EISENBERGER

Je me demande constamment : c’est quoi ?

Directors's Note

J’ai fait la connaissance de Christian Eisenberger il y a plusieurs années à Bâle, lorsqu’il cherchait un endroit pour dormir. Il a vécu quelques jours dans mon appartement. Il voulait découvrir la foire ART Basel, comprendre ce qu’elle avait de hype et pourquoi le monde de l’art devient fou quand les galeries et les collectionneurs du monde entier se rencontrent tous les ans en juin quelques jours dans ma ville natale.    

Quand par hasard il y avait un prochain ramassage de papier, Christian Eisenberger se constituait un tas de cartons et produisait une série de personnages en carton qu’il installait dans toute la ville les jours suivants. L’année suivante Eisenberger répéta sa visite. A nouveau il produisit des personnages en carton. Cette fois-là ils furent photographiés dans le journal avec l’hypothèse que l’action anonyme représentait une œuvre d’art. Pendant qu’on pouvait ramasser gratuitement des cartons d’Eisenberger dans la rue, un employé de la galerie d’Eisenberger de l’époque livrait en même temps une cargaison de ces cartons à des collectionneurs qui payaient pour cela.

La co-existence de l’art anonyme dans la rue et de l’art payant dans le contexte d’une foire me fascinait. Comme beaucoup d’autres je devins fan des personnages en carton d’Eisenberger. Plusieurs années après que Christian ait stoppé la production de ces cartons, il était pour moi l’artiste aux personnages en carton. Ma vision nostalgique d’une période désormais révolue, troublait longtemps mon regard sur l’Eisenberger d’aujourd’hui. Contrairement à ses cartons d’autrefois, l’œuvre actuelle d’Eisenberger me provoque et me rend perplexe. Mais la curiosité de vouloir comprendre quelque chose est restée et me motive.  

Rétrospectivement je pense reconnaître que nous êtres humains nous nous raccrochons instinctivement à ce que nous nommons et situons – et tout cela parce que nous nous y sommes habitués. Nous avons tendance à mettre les choses dans des tiroirs. Pour les artistes la tentation de créer des contenus pour ces tiroirs et de servir des attentes est grande. Christian Eisenberger se bat contre cela. Il veut toujours créer de la nouveauté, de la surprise. Et je me demande constamment : c’est quoi ?

Autant je reste perplexe devant l’univers d’une personne comme Christian Eisenberger, autant je ressens avec le temps de plus en plus de plaisir à m’y laisser emporter. J’y vois une grande satisfaction et du sens : que mon cerveau et mon cœur s’occupent avec des choses qui sont loin à l’extérieur et me maintiennent éveillé.

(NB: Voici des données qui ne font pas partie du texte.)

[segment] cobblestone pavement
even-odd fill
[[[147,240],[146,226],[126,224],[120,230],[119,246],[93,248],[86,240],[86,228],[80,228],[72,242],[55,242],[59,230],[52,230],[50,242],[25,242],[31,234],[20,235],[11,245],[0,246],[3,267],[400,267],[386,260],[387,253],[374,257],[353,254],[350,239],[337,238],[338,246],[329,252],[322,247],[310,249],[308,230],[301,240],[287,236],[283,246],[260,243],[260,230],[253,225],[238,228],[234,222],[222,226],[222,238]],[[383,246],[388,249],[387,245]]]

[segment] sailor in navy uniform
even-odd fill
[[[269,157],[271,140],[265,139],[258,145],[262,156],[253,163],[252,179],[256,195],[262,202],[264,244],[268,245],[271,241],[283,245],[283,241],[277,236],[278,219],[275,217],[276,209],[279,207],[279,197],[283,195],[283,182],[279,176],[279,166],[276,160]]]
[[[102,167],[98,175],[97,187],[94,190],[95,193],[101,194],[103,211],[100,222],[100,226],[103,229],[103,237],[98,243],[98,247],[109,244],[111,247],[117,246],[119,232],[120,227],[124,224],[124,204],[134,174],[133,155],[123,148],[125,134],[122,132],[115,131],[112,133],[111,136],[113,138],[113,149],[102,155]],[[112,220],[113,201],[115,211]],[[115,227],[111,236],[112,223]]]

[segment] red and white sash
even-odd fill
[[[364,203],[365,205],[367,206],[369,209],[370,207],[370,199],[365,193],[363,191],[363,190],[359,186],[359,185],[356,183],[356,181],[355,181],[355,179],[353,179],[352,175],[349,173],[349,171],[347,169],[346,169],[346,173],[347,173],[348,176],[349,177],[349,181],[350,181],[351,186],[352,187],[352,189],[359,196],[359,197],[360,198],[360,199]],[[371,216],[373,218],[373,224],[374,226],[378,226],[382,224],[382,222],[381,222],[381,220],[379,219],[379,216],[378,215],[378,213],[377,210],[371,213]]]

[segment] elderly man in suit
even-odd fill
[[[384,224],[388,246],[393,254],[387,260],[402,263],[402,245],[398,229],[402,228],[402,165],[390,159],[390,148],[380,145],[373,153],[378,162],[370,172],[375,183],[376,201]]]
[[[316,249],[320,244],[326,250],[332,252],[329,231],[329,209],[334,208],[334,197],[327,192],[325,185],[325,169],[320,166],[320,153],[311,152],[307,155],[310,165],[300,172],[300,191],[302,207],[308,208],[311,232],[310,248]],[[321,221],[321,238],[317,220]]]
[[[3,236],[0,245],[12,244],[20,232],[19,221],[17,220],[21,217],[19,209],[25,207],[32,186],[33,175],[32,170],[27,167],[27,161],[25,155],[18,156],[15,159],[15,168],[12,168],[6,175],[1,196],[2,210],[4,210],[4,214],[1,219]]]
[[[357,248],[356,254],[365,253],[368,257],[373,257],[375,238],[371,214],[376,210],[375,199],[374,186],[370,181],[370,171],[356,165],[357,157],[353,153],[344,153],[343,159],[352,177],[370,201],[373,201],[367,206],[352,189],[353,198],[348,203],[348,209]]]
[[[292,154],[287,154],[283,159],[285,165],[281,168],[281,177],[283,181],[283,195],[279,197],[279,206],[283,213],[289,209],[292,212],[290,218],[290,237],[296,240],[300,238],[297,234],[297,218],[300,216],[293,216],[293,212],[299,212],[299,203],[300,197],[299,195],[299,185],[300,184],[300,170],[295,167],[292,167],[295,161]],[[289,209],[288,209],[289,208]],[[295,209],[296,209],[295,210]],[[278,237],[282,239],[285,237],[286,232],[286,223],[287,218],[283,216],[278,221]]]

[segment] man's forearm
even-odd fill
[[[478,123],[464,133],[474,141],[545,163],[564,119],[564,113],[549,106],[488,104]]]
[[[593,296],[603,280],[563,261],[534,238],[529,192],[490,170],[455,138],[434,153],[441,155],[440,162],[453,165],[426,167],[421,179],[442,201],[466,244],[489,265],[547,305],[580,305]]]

Chez Christian Eisenberger il y a quelque chose de très signifiant qui s’ajoute. Son art vit surtout dans le contexte. Les cartons sont l’exemple même de comment une œuvre, en contact avec son entourage, peut gagner en importance et pertinence : les uns jettent ces choses, les autres les ramassent dans la rue et encore d’autres les achètent aux enchères et chez des marchands. S’agit-il là d’art ou de déchets ?

Le contexte agit aussi dans l’œil de l’observateur : un dessin ou une caricature peut susciter une grande révolte. Selon ce qui est représenté, les auteurs peuvent être menacés de mort. En même temps la provocation dans l’art c’est de l’histoire ancienne. Le nu, la violence et le blasphème font partie du répertoire standard.

Si j’avais à mettre en scène une fiction, je choisirais comme décor un jardin. Dans ce jardin un être peint une œuvre. Il est entouré d’un enclos. De l’extérieur, les personnes le regardent. Si le peintre plante la balustrade trop loin, les gens ne voient plus la peinture, ce qui ne plairait pas au peintre. S’il la plante trop près, il n’a pas d’espace pour se concentrer et est écrasé par la foule. Pendant qu’il peint, il doit donc toujours se soucier de la distance entre lui, son tableau et le public. Au centre il y a le tableau, mais en fait tout le monde bouscule la barrière.